Thursday, November 19, 2009

Large Latte, Writers Block, and Non-violence

I'm still sick. This morning I woke up unable to speak at all and completely exhausted. My new apartment has television and I totally stayed up until 130am watching Mona Lisa Smile and The Simpsons. It was terrible!

I didn't cry at Mona Lisa Smile so I know that I am getting better. I'm a very weepy person. I cry at everything. Contrary to popular campaigner beliefs I think it makes me a good campaigner . . . or at least one day I will be a good campaigner and I think that I cry easily adds to it. I'm very sensitive to others situations. And I'll stand by those words you machismo forest dudes! I recently read an article that said tears from emotion has a 24% higher concentration of protein in them. I probably get it from my dad, he's the weepy artist lots of red wine type.
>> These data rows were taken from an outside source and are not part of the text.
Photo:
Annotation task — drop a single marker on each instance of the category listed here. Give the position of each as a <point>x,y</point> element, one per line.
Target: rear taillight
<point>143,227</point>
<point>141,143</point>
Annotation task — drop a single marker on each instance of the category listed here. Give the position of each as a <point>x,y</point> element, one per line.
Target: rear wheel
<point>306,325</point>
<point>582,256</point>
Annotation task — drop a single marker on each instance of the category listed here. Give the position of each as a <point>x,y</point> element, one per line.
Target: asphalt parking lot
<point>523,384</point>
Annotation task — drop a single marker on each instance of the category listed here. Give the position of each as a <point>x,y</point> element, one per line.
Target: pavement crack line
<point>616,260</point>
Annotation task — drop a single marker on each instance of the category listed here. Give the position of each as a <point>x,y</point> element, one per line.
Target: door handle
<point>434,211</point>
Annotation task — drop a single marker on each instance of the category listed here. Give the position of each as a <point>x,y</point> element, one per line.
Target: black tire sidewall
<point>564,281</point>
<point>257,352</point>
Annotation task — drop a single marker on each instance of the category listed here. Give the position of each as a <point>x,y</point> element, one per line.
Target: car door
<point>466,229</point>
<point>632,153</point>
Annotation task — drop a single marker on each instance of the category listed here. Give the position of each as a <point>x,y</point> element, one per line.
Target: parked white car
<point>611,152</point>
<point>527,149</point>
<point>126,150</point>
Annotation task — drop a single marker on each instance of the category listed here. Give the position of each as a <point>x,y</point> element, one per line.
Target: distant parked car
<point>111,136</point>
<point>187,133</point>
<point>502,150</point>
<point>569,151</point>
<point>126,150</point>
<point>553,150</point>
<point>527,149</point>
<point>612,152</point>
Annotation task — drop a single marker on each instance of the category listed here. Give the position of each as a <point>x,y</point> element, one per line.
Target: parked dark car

I've been thinking about the title of my last post and I would really like to explore that theme a little more. I'm not going to do it here though. I need to run off to the office in a moment. I like the idea of exploring the creative tactics of the chemical industry and how they have transformed and adapted to their opposition. The chemical industry has been on a rampage, creatively speaking, for the past year or so. I totally picture them having brainstorms while playing video games in order to channel Google or twitter staff meetings. Though I don't think those thugs could relax long enough to play video games, they probably check their bank accounts while they come up with new ways to divide communities and convince moms that a little BPA is good for the soul. I'm really interested in how the same tools are used by two completely different groups of people. Its like your brain has a moment "do I use twitter for good or for evil today"?

I wonder if I write a little about that it will help my own creativity block.

I recently picked up this new book called Non-violence: The History of a Dangerous Idea by Mark Kurlansky. It's a really interesting book about the history of the term and action of non-violence. Here is a little:

"The first clue, lesson number one from human history on the subject of nonviolence, is that there is no word for it. The concept has been praised by every major religion. Throughout history there have been practitioners of nonviolence. Yet, while every major language has a word for violence, there is no word to express the idea of nonviolence except that it is not another idea, it is not violence. In Sanskrit, the word for violence is himsa, harm, and the negation of himsa, just as nonviolence is the negation of violence is ahimsa - not doing harm. But if ahimsa is "not doing harm", what is it doing?"


"Active practitioners of nonviolence are always seen as a threat, a direct menace, to the state. The state maintains the right to kill as its exclusive and jealously guarded privilege. Nothing makes this more clear than capital punishment, which argues that killing is wrong and so the state must kill killers. Mozi understood that the state's desire to kill had to do with power. He wrote: "Like unto these, too, are state officers and princes who make war on other countries - because they love their own country but not the other countries, and so seek to profit their own country at the expense of others."


"The early Christians are the earliest known group that renounced warfare in all its forms and rejected all its institutions. This small and original group was devoted to antimilitarism, another concept, like nonviolence, that has no positive word. This antimilitarism was never expressed by Jesus, who in fact, did not much address the issue of warfare, though he did denounce the violent overthrow of the Romans. Warmongering Christian fundamentalists have always clung to the absence of a specific stand on warfare, ignoring the obvious, which is that the wholesale instutionalized slaughter of fellow human beings is clearly a violation of the precise and literal teachings of Jesus. In the days of the great Western debate on slavery, slave owners used a similar argument - that Jesus had not said anything about slavery. But obviously the buying and selling of human beings would not constitute treating others as you would have them treat you."

I'm really interested in reading a paper or book on nonviolence and the history of Christianity. If you know of anything, please send it along. One thing that I do not particularly agree with of my fellow activists (not all) is the need to get rid of religion all together. I'm not headed to church every Sunday, but I did go to Catholic school and come from a religious Southern family and I do find comfort in attending Mass or reading parts of the bible every now and again. Religion is important, I don't necessarily believe in a god, but I do believe that faith is extremely powerful for people and has real consequences on world events that you just can't say, its all bad, all the time. I think that is just as narrow minded as Christian fundamentalism. I think some of the most powerful activists are nuns. Those idiot privilege white kids at the G20 and IMF meetings would learn a thing if they just shut the fuck up and listened to some nuns once in a while.

Well . . . I'm almost finished with my morning latte. I should be off. This whole working with people on the West Coast and a 9 hour time difference is getting interesting. At least it allows me to have flexible hours. Not going to be in the office at 9am if I have to work until 11pm. When your childhood hero (Lois Gibbs) tells you to create some sense of balance in your life, because the movement needs you, you fucking listen. So I enjoy my lattes and reading in the morning before I rush in to save the world for toxic chemical exposure . . . at least by organizing one event around greener electronics.